Il bollettino della violenza padronale si è chiuso nel 2018 con 1113 morti sul lavoro. Erano quasi 900 nel 2017. Ogni tanto si sente qualche parola di circostanza, i media parlano di «tragica fatalità» o di «imprevedibile disgrazia», ma in realtà è una guerra dei ricchi contro i poveri che devasta e uccide ogni giorno, ovunque, sotto il velo dell’ipocrisia e del silenzio. Per i poteri che ci sovrastano siamo solo numeri buoni per riempire una statistica. Ma i responsabili della strage non sono affatto ignoti…
PADOVA MAGGIO 2018: OMICIDI BIANCHI ALLE ACCIAIERIE VENETE
di Gianni Sartori
L’inchiesta coordinata dal procuratore aggiunto Valeria Anzari ha confermato quanto già si presupponeva, ossia «la violazione delle norme per la tutela della salute e della sicurezza in ambiente di lavoro». Il tragico evento, costato la vita a due lavoratori, risaliva al 13 maggio dell’anno scorso.

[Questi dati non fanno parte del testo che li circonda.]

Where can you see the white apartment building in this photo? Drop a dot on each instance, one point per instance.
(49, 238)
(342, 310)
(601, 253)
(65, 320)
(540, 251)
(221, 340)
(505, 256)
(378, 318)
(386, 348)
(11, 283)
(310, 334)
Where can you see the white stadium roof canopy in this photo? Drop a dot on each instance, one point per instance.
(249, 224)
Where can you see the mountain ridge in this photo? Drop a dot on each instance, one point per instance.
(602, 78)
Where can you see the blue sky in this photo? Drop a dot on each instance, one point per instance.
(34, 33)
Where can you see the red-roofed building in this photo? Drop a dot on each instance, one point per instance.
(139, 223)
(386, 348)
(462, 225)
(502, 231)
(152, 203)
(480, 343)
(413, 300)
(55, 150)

Alle Acciaierie Venete di Riviera Francia (provincia di Padova), a causa della rottura di un perno, era precipitata una siviera piena di acciaio fuso.

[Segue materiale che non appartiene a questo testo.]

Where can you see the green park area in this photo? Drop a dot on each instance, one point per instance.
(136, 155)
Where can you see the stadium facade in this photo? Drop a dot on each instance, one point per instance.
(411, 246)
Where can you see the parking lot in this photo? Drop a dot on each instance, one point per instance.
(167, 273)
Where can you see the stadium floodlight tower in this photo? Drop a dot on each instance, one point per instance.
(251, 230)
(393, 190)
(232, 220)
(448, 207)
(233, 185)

Il materiale incandescente colpì alcuni operai ustionandoli. Due lavoratori morirono dopo – rispettivamente – settimane e mesi di agonia, altri due sopravvissero.

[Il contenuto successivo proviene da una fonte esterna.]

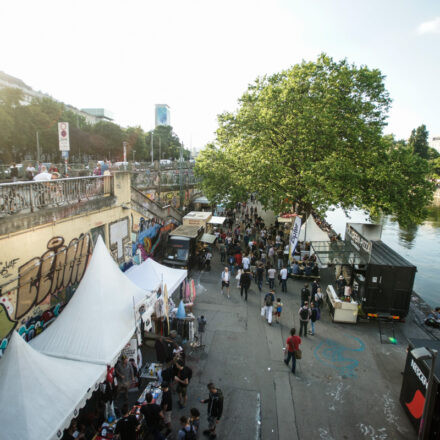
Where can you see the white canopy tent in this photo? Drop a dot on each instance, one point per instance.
(310, 231)
(39, 394)
(99, 320)
(149, 275)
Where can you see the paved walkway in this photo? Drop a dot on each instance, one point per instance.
(347, 384)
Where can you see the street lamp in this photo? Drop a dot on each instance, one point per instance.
(423, 354)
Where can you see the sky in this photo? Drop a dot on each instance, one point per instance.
(198, 56)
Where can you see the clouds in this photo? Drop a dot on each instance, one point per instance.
(430, 27)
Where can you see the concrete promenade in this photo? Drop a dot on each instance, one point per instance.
(347, 384)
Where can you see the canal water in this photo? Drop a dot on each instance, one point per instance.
(418, 244)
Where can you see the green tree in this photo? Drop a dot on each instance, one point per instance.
(418, 141)
(311, 137)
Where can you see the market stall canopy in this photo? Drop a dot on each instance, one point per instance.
(202, 200)
(217, 220)
(39, 394)
(310, 231)
(99, 320)
(150, 273)
(208, 238)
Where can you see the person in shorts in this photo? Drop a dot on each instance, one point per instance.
(226, 279)
(166, 405)
(278, 309)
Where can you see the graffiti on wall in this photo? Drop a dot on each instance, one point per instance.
(42, 282)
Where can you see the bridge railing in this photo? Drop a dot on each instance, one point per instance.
(30, 196)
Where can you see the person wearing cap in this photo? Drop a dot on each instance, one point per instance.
(167, 405)
(341, 283)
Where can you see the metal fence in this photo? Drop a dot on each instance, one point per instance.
(30, 196)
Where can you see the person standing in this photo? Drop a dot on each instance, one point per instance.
(271, 272)
(153, 416)
(305, 294)
(260, 275)
(166, 405)
(222, 252)
(208, 257)
(125, 374)
(182, 378)
(292, 344)
(215, 409)
(304, 317)
(283, 275)
(245, 283)
(268, 306)
(127, 425)
(226, 280)
(314, 316)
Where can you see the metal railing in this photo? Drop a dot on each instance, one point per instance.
(30, 196)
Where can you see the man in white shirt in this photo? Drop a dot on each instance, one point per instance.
(246, 262)
(283, 275)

Le vittime sono Sergio Todita (moldavo) e Marian Bratu (rumeno). Per i due sopravvissuti (Simone Vivian e David Di Natale) – rispettivamente – 40 e 300 giorni di prognosi.
Sei gli iscritti al registro degli indagati. Cinque per omicidio colposo e lesioni (Alessandro Benzato e Giorgio Zuccaro, presidente e direttore dello stabilimento di Acciaierie Venete; Dario Fabbro, presidente della Danieli centro Cranes spa; Giampietro Benedetti e Giacomo Mareschi Danieli, presidente e amministratore delegato della Danieli & C. officine meccaniche), uno (Vito Nicola Plasmati della Hayama Teac Service) solo per lesioni.
Tre le aziende ritenute «responsabili amministrative del tragico evento». Oltre a quelle di Acciaierie Venete, per le altre due aziende (Danieli & C. e Danieli Centro Cranes) è stata individuata una precisa responsabilità sia nella inadeguatezza del perno che sosteneva la siviera, sia nel non aver segnalato nel libretto di manutenzione la necessità di controllarlo, né compiuto verifiche adeguate. I manager di Acciaierie venete, oltre a non aver adottato la normativa vigente sulla distanza di sicurezza, non avrebbero informato la Hayama Teac che aveva preso in appalto le lavorazioni.
Tale ditta comunque a sua volta non avrebbe adottato sistemi di sicurezza adeguati nei riguardi dei suoi dipendenti.
Secondo il PM, i reati sarebbero stati commessi nell’interesse e vantaggio delle aziende allo scopo di contenere i costi produttivi e accelerare tempi e ritmi di lavoro per aumentare la produttività. Da manuale.